A legitimidade de uma ditadura advém muitas vezes do uso da força, da propaganda e da repressão brutal. Não há eleições livres e qualquer forma de dissidência é frequentemente silenciada por meio de censura, prisões ou violência.
Autoritarismo e ditadura são muito próximos, diferenciando-os o grau de poder e de controlo. Todos os ditadores são autoritários, mas nem todos os regimes autoritários são ditaduras. O autoritarismo pode permitir formas de pluralismo e instituições semi-independentes, ainda que limitadas, enquanto a ditadura elimina todas as formas de oposição ou autonomia das instituições.
Os dois sistemas rejeitam princípios democráticos de base, como a separação de poderes, eleições livres e o respeito às liberdades civis.
O caso da Venezuela
Estabelecidos os conceitos, vejamos a realidade venezuelana.

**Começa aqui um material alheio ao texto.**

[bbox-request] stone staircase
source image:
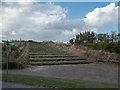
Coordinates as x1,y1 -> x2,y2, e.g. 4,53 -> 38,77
28,42 -> 92,65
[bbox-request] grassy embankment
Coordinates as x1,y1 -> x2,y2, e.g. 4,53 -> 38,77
2,74 -> 119,88
45,41 -> 120,62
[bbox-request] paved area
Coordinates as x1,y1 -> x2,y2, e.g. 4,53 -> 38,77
2,81 -> 44,88
2,63 -> 119,84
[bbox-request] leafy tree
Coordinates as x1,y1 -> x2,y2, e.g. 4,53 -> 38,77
75,35 -> 80,45
89,32 -> 96,43
69,39 -> 74,44
111,31 -> 116,43
98,34 -> 104,42
79,32 -> 84,44
103,33 -> 109,42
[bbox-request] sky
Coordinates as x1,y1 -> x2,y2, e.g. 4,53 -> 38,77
0,1 -> 119,42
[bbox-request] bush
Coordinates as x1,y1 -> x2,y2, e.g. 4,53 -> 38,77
83,42 -> 120,54
2,61 -> 26,69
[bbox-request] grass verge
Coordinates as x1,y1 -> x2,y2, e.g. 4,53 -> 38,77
2,74 -> 118,88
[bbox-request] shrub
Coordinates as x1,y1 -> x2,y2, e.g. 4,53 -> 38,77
2,61 -> 25,69
83,42 -> 120,54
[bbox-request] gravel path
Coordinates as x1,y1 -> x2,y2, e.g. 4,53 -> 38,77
2,63 -> 119,84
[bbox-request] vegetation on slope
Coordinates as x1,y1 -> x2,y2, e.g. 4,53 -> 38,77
45,41 -> 120,62
83,42 -> 120,53
69,32 -> 120,54
2,40 -> 28,69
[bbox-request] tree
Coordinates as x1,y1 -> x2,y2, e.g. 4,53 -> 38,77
75,35 -> 80,45
89,32 -> 96,43
103,33 -> 109,42
79,32 -> 84,44
98,34 -> 104,42
69,39 -> 74,44
111,31 -> 116,43
118,33 -> 120,43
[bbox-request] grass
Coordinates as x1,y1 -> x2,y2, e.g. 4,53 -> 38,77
29,52 -> 49,55
2,74 -> 118,88
29,59 -> 86,62
29,56 -> 79,58
29,42 -> 72,55
29,57 -> 84,60
28,42 -> 89,65
29,55 -> 78,57
29,52 -> 71,54
29,60 -> 92,65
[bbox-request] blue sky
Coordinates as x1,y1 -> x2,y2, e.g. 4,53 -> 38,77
54,2 -> 118,34
55,2 -> 116,19
1,1 -> 119,42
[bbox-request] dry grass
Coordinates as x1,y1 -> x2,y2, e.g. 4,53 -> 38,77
43,41 -> 120,62
2,41 -> 28,62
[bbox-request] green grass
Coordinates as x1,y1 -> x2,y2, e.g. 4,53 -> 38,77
2,74 -> 118,88
29,60 -> 92,65
29,42 -> 72,55
29,55 -> 78,57
29,57 -> 84,60
29,52 -> 49,55
29,55 -> 79,59
28,42 -> 88,65
29,52 -> 72,55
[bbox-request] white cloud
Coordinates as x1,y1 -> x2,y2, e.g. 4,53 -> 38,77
11,31 -> 16,35
3,0 -> 35,3
0,35 -> 6,38
84,3 -> 118,27
1,2 -> 68,40
62,13 -> 66,18
118,6 -> 120,24
73,28 -> 77,33
90,28 -> 97,33
1,1 -> 93,42
64,30 -> 75,35
0,2 -> 118,42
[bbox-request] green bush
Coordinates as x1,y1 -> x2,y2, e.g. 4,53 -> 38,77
83,42 -> 120,53
2,61 -> 26,69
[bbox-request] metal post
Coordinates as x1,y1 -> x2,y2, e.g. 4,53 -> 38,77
6,45 -> 8,75
2,40 -> 14,74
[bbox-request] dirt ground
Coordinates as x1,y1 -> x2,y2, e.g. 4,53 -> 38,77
2,63 -> 119,84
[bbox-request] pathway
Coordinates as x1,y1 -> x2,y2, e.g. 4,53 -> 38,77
2,63 -> 119,84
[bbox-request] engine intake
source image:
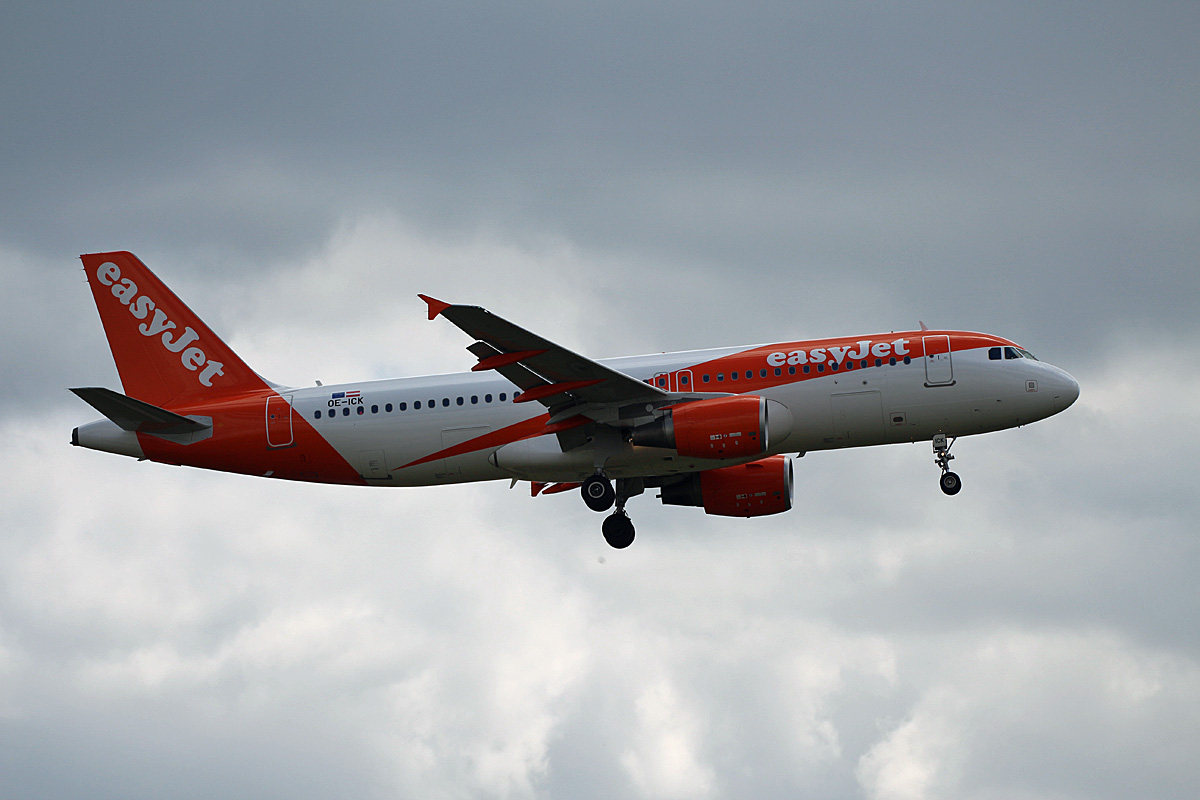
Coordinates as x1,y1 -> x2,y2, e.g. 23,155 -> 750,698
660,455 -> 794,517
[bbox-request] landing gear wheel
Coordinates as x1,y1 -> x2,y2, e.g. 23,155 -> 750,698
602,512 -> 636,549
940,471 -> 962,496
582,475 -> 616,512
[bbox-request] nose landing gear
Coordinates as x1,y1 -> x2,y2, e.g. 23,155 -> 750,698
933,433 -> 962,495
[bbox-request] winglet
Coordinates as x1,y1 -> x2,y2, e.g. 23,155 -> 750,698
418,294 -> 452,321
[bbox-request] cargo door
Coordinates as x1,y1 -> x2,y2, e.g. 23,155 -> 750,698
439,426 -> 491,477
830,391 -> 885,443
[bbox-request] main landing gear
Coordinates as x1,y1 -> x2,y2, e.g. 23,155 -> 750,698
581,473 -> 639,549
933,433 -> 962,496
581,474 -> 616,511
602,510 -> 635,549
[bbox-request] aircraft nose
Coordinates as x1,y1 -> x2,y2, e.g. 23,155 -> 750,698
1052,369 -> 1080,412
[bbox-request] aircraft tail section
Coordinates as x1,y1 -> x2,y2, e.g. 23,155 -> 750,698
80,252 -> 270,406
69,387 -> 211,435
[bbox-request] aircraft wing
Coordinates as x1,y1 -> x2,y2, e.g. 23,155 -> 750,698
420,295 -> 677,417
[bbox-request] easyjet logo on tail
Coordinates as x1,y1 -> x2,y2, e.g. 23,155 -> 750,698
96,261 -> 225,387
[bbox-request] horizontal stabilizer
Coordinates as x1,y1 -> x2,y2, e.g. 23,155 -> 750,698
69,387 -> 212,435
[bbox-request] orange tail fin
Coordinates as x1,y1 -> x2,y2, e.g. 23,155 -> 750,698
80,252 -> 271,406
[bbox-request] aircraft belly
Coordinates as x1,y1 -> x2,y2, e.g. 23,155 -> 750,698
489,434 -> 778,483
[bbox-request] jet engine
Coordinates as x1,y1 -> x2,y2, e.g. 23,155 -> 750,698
659,455 -> 793,517
631,395 -> 792,459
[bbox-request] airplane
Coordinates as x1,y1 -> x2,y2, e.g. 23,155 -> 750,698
70,251 -> 1080,548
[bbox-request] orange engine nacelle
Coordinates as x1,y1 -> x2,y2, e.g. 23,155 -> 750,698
632,395 -> 769,459
660,455 -> 794,517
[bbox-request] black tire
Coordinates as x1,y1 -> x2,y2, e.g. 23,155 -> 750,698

Para isso, vamos recorrer a estudos de instituições internacionais, como a organização norte-americana Fredom House (Liberdade no Mundo 2023), a Human Rigts Watch (Venezuela Eventos 2022), a Amnistia Internacional (Venezuela 2023) e, acima de tudo, um estudo publicado e 1 de Março de 2024, pela Universidade Católica de Nanzan – Japão, intitulado ‘Authoritarianism and poverty in Venezuela: Twenty years after Chavismo’. O autor é Rafael Gustavo Miranda Delgado, da Universidad de Los Andes, Venezuela.
A atenção redobrada a este estudo deve-se ao facto de, no fundo, explicar o caminho desde Hugo Chávez à situação actual.
Todos os estudos referidos apontam no sentido de estarem em causa na Venezuela os direitos económicos, sociais e culturais, de se verificar repressão dos dissidentes políticos, ser condicionada a liberdade de expressão, de haver detenções arbitrárias e julgamentos injustos, execuções extrajudiciais, condições de detenção desumanas, violação dos direitos dos refugiados, das mulheres e das crianças, das pessoas LGBTI, entre vários outros.
Vejamos então, muito sinteticamente, o que apurou o estudo publicado pela Universidade Católica de Nanzan.
Durante os governos chavistas na Venezuela, houve um aumento do autoritarismo e da pobreza. O autoritarismo é apontado como a principal causa da pobreza, que, por sua vez, torna os cidadãos mais susceptíveis às políticas autoritárias do regime.
O caso venezuelano demonstra que uma democracia estável pode evoluir para um regime autoritário, especialmente quando o populismo perde estabilidade e competitividade democrática.
Na Venezuela, o declínio económico, a coesão interna do governo e a fraqueza da oposição facilitaram essa transição para o autoritarismo.
Actualmente, a pobreza generalizada no país é explicada principalmente pelas instituições políticas autoritárias do regime chavista.
Por limitações de espaço, aqui não incluímos os números e factos relatados nos relatórios das referidas instituições e no estudo referido. Mas eles existem e fundamentam as conclusões que adoptam (podem ser consultados on-line).
Assim, considerando os fundamentos teóricos, que nos são dados pela ciência política, e atenta à realidade venezuelana, espelhada nos estudos referidos, avaliamos como verdadeiras as afirmações que apontam no sentido de o actual regime protagonizado por Nicolás Maduro ser, se não uma ditadura, no mínimo autoritário.